Por supuesto, no puedo acercarme al nido lo suficiente como para cortarlo; tendré que serrar la rama del tronco y dejar que caiga todo. La sierra de mi cuchillo debería bastarme, aunque ¿me dejarán mis manos? ¿Y despertaré al enjambre con la vibración? ¿Y si los monigotes descubren lo que estoy haciendo y trasladan su campamento? Eso lo fastidiaría todo.

Me doy cuenta de que mi mejor opción para cortar la rama sin que nadie se entere es durante el himno, que podría empezar en cualquier momento. Salgo a rastras del saco, me aseguro de tener el cuchillo en el cinturón y empiezo a subir por el árbol. Esto es ya de por sí peligroso, porque las ramas son finas hasta para mí, pero sigo adelante. Cuando llego a la rama que soporta el nido, el zumbido se hace más claro, aunque sigue siendo algo suave para tratarse de rastrevíspulas.

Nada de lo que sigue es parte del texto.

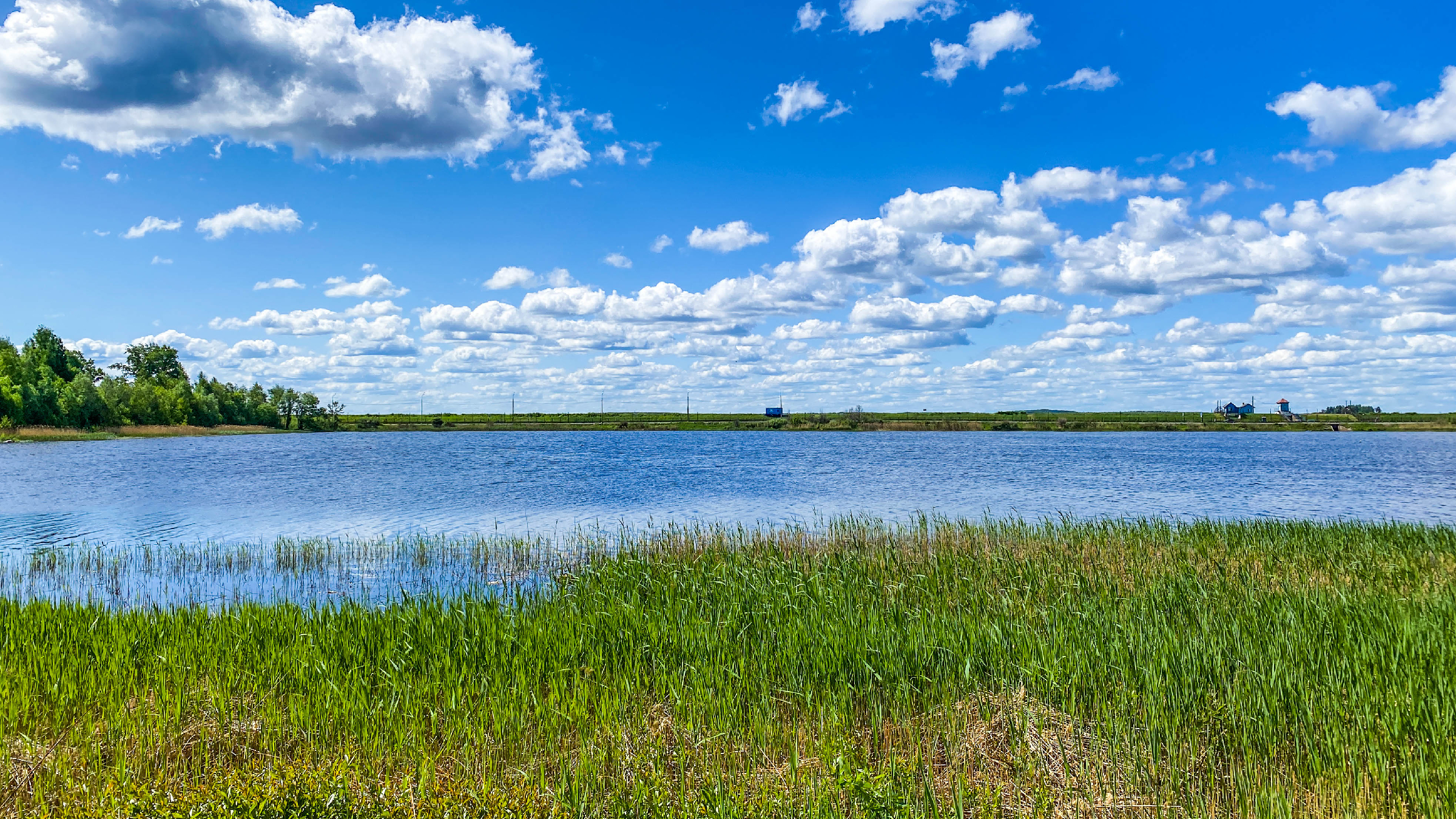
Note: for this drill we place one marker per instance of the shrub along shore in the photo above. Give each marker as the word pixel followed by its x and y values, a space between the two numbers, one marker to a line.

El sello del Capitolio brilla sobre mí y empieza a sonar el himno. «Ahora o nunca», pienso, y comienzo a serrar. Conforme arrastro el cuchillo adelante y atrás se me revientan las ampollas de la mano derecha. Una vez hecha la ranura, el trabajo es menos pesado, aunque sigue siendo casi más de lo que puedo soportar. Aprieto los dientes y sigo cortando, mirando al cielo de vez en cuando para comprobar que no ha habido muertes. No pasa nada, la audiencia estará satisfecha con mi herida, el árbol y la manada que tengo debajo. Sin embargo, el himno se acaba y todavía me queda un cuarto de rama cuando se acaba la música, se oscurece el cielo y me veo obligada a parar.

¿Y ahora qué? Podría terminar el trabajo a ciegas, pero quizá no sea lo más inteligente. Si las avispas están demasiado atontadas, si el nido se queda enganchado en la caída, si intento escapar, todo esto podría ser una mortífera pérdida de tiempo. Creo que lo mejor es volver aquí arriba al alba y lanzarles el nido a mis enemigos.

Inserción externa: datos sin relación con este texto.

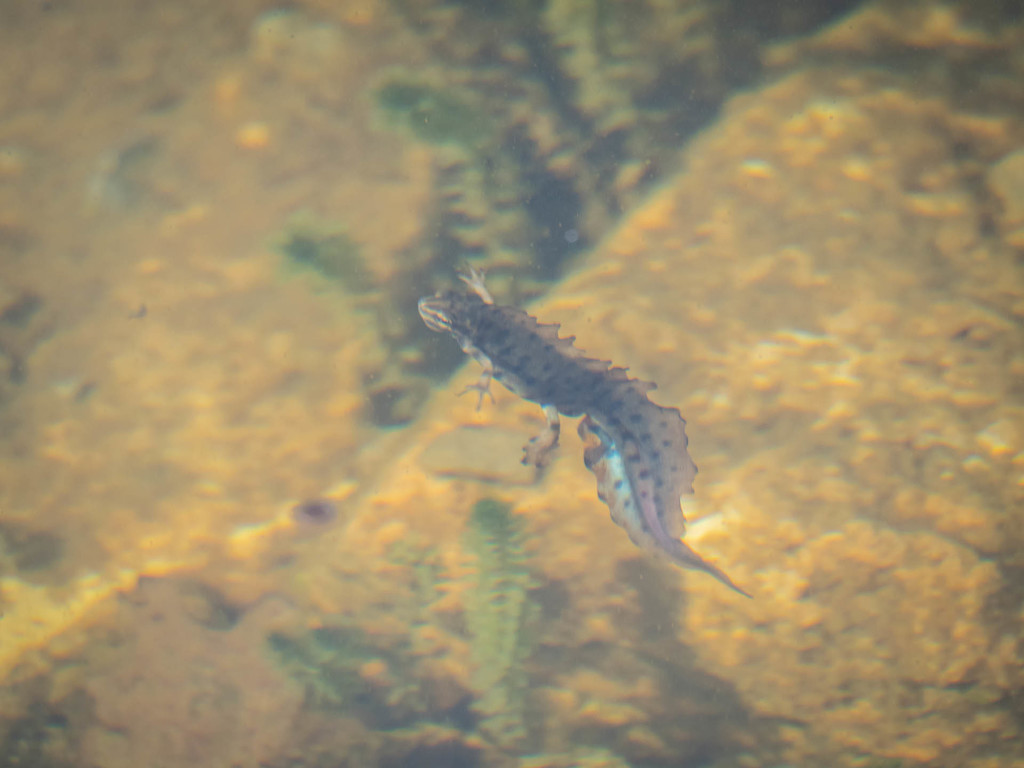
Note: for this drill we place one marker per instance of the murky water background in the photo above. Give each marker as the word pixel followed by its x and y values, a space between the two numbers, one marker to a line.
pixel 245 518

A la escasa luz de las antorchas de los monigotes, voy bajando hasta mi rama y me encuentro con la mejor sorpresa posible: sobre mi saco de dormir hay un botecito de plástico unido a un paracaídas plateado. ¡Mi primer regalo de un patrocinador! Germán debio enviarlo durante el himno. El botecito me cabe en la palma de la mano. ¿Qué puede ser? Comida no, seguro. Abro la tapa y sé, por el olor, que es medicina. Toco con precaución la superficie del ungüento y desaparece el dolor de la punta del dedo.

-Oh, Germán -susurro-. Gracias.

No me abandono, no me dejo para que me las apañe sola. La medicina debe de haberle costado bastante, seguro que han hecho falta unos cuantos patrocinadores para comprar este botecito diminuto. Para mí, no tiene precio.

Meto dos dedos en el tarro y lo paso con cuidado por la pantorrilla. El efecto es casi mágico, borra el dolor con sólo tocarla y deja una agradable sensación de frescor. No se trata de uno de los remedios comunes, sino una medicina de alta tecnología creada en los laboratorios del Capitolio. Cuando termino con la pantorrilla, me echo un poquito en las manos. Después envuelvo el bote en el paracaídas y me lo guardo en la mochila. Como ya no me duele tanto, consigo colocarme en posición y quedarme dormida. Disfrutando de una noche sin sueños ni dolor.